Supplementing With Smog
Nitric oxide damages the lungs and the brain.
Instead of supplementing with NO — like certain misled “experts” urge you to do — visit downtown Los Angeles and inhale deeply.
“Smog is distillate of disappointed starlets’ teardrops,” according to former KFWB DJ Bill Balance.
Oh, I forgot. Catalytic converters have been kind to the City of the Angels with Irritable Eyes.
Photochemical smog is a combination of nitric oxide (NO) and nitrogen dioxide (NO2) known as NOx (rhymes with “socks”).
Nitrogen dioxide also damages the lungs and brain.
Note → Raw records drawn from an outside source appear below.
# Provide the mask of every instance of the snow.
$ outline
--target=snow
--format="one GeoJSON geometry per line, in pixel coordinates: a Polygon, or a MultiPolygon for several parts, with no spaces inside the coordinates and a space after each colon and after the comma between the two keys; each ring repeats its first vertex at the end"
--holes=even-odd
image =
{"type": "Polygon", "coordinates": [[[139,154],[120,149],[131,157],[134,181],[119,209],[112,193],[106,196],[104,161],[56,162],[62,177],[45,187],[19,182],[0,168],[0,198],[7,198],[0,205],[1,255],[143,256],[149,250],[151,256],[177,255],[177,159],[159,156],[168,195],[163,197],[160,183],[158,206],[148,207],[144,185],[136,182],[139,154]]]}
NOx blanches the leaves of trees.
It corrodes rubber.
It fills the blood with oxygen, but it’s unusable.
Well, Mr. Happy finds a use for it, but carbon dioxide is a higher and safer choice.
When I first moved to California, I went swimming at a public pool in Sun Valley, a suburb of L.A., and developed a sharp pain in my lungs.
“Something’s wrong with my lungs,” I told my tenth grade buddy.
“Oh, that’s just the smog. You’ll get used to it,” he said.
I never did.
According to Dr. Ray Peat …
“Nitric oxide, associated with unbalanced excitation, is involved in the nerve damage of epilepsy, amyotrophic lateral sclerosis, Parkinson’s disease, Alzheimer’s disease, and Huntington’s disease. An energy deficit increases excitation and cellular calcium uptake, increasing nitric oxide synthesis (Schulz, et aI., 1997). Nitric oxide increases the ratio of glutamate to GABA (‘the excitotoxicity index’), (Demchenko & Piantadosi, 2006), while lowering mitochondrial energy production.”